The current outpouring of seemingly mindless violence at first glance appears to have nothing to do with revolution or demands for social change.
'Out of control teenagers with no respect' is the general categorisation of those who have burnt cars, looted consumer goods and destroyed small businesses in the last few days across England.
However, the causes of this phenomenon are exceedingly complex, and include the failure of leadership within the working class.
Before analysing the current situation let us look at a very prescient prediction by the opportunistic Deputy Prime Minister captured in this Sky News broadcast of 11 April 2010; just before the election which brought him into power, supporting the very policies he was warning against:
There is a danger in having any government of whatever composition led by a party which doesn't have a proper mandate across the country trying to push through really difficult decisions; I think a lot of people will react badly to them... I think there's a really serious risk [of rioting].

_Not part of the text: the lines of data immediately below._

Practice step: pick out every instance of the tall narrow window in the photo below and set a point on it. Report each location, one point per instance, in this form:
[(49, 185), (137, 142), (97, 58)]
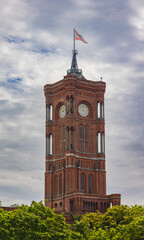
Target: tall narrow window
[(56, 184), (103, 143), (98, 110), (102, 110), (67, 137), (90, 184), (64, 138), (99, 142), (47, 146), (50, 112), (86, 139), (60, 184), (82, 181), (81, 138), (50, 144), (60, 139), (47, 113)]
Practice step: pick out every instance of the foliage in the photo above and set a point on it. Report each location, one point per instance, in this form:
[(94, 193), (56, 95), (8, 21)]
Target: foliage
[(34, 222), (37, 222), (118, 223)]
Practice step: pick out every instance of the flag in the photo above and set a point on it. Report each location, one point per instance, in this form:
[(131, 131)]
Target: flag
[(79, 37)]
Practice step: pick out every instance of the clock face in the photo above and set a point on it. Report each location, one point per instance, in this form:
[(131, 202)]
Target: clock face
[(62, 111), (83, 110)]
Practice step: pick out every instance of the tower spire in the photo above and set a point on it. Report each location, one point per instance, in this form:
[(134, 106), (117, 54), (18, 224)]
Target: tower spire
[(74, 66)]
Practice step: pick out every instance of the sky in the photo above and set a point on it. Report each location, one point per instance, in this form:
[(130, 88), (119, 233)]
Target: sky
[(36, 41)]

The move from the peaceful protest, so beloved of middle class conscience-salving liberals, to violent disorder, was signalled in the protests against the cuts and the increase in university tuition fees last winter. The presence of those who had been written off politically by navel gazing 'leftists', was a warning ill-ignored by the political class. The disaffected working class youth, articulated very well their feeling of exclusion from any kind of prospects for the future, and their anger at being made to pay for the mindboggling, greed-fuelled excesses of rampant capitalism, whilst the vehicles of such greed were protected from failure, and the architects of the current crisis allowed to continue their champagne lifestyle.

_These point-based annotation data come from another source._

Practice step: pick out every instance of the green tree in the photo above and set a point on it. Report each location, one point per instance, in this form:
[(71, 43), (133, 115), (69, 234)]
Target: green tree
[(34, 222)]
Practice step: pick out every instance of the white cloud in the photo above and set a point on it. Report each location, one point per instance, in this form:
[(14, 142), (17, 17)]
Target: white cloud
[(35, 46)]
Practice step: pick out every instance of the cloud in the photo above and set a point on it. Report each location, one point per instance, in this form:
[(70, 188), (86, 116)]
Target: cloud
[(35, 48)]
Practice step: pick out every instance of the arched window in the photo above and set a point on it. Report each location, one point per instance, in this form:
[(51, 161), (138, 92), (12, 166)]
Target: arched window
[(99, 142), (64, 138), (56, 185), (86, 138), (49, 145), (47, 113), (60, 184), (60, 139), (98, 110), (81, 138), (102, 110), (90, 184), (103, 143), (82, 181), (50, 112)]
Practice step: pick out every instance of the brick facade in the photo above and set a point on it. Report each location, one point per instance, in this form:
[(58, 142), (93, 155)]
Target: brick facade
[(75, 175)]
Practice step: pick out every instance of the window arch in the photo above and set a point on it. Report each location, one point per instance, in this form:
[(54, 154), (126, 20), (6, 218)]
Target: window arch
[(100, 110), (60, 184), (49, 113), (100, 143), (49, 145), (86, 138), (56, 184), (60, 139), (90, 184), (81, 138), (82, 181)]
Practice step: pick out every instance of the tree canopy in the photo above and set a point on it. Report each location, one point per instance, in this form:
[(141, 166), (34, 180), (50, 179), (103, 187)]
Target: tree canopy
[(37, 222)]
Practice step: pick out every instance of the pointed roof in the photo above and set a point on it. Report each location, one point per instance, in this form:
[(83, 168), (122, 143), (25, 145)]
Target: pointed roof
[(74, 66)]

The unreconstructed defenders of capital, represented by the government of millionaires for millionaires, might be expected to exhibit the gung-ho mentality which has led to the acceleration of the attacks on public services, public sector employees and pension rights; the real crime has been the failure of those who would pretend to speak for the working class of this country to find a back-bone.

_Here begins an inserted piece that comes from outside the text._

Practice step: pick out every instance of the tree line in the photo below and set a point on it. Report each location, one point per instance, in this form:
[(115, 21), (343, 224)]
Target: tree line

The political inheritors of the Blair-Brown legacy, a legacy which wooed the fat cats in the city and positively encouraged the growth of the greed mentality, need to stop wringing their hands and instead step aside and make way for a leadership which will channel the frustration of the disaffected working class, youth and otherwise, into a real movement for change.
The rioting and criminal behaviour over the last few days is not a positive movement for change, to be in any way welcomed or encouraged: it is, however, a real expression of dissatisfaction with the current social order.
A society at peace with itself does not produce mass criminal behaviour on such a scale: to this extent, such behaviour, born out of social dissatisfaction, becomes a social movement, and is to that limited extent revolutionary.
If one has no hope, no prospects, what sanction is a criminal record?
In the absence of meaningful sanctions and a clear alternative, why expect anything different?
Calls for the army to be brought in, and the use of increased legitimised state force are borne out of an understanding of this equation.
Respect whether for elders, property, or social mores, has to be earnt, and must then be continually justified, if it is not to be lost.
By what authority does this coalition government take money from education, social security, and consumers through VAT increases and spend it on foreign wars, propping up a rotten system, and paying millionaires to preside over the further pillage of the country's economy?
The people looting and burning in the last few days have no respect for a society which in their eyes has given up any right to such respect.
Society will now have to earn back that respect, by changing in a way that values our youth, their aspirations, their abilities.
The task of the left is to show the rapidly increasing numbers of the seriously marginalised and disaffected, that the answer lies not in the aimless wanton destruction of the symbols of the ancien regime, or the expropriation of the trappings of success flaunted by advertising and too expensive for many to obtain without jobs which don't exist, but rather the systematic building of a society that will deserve respect.
The alternative will be the building of an inreasingly authoritarian state, devoid of rights and liberties, in the defence of the property of the few.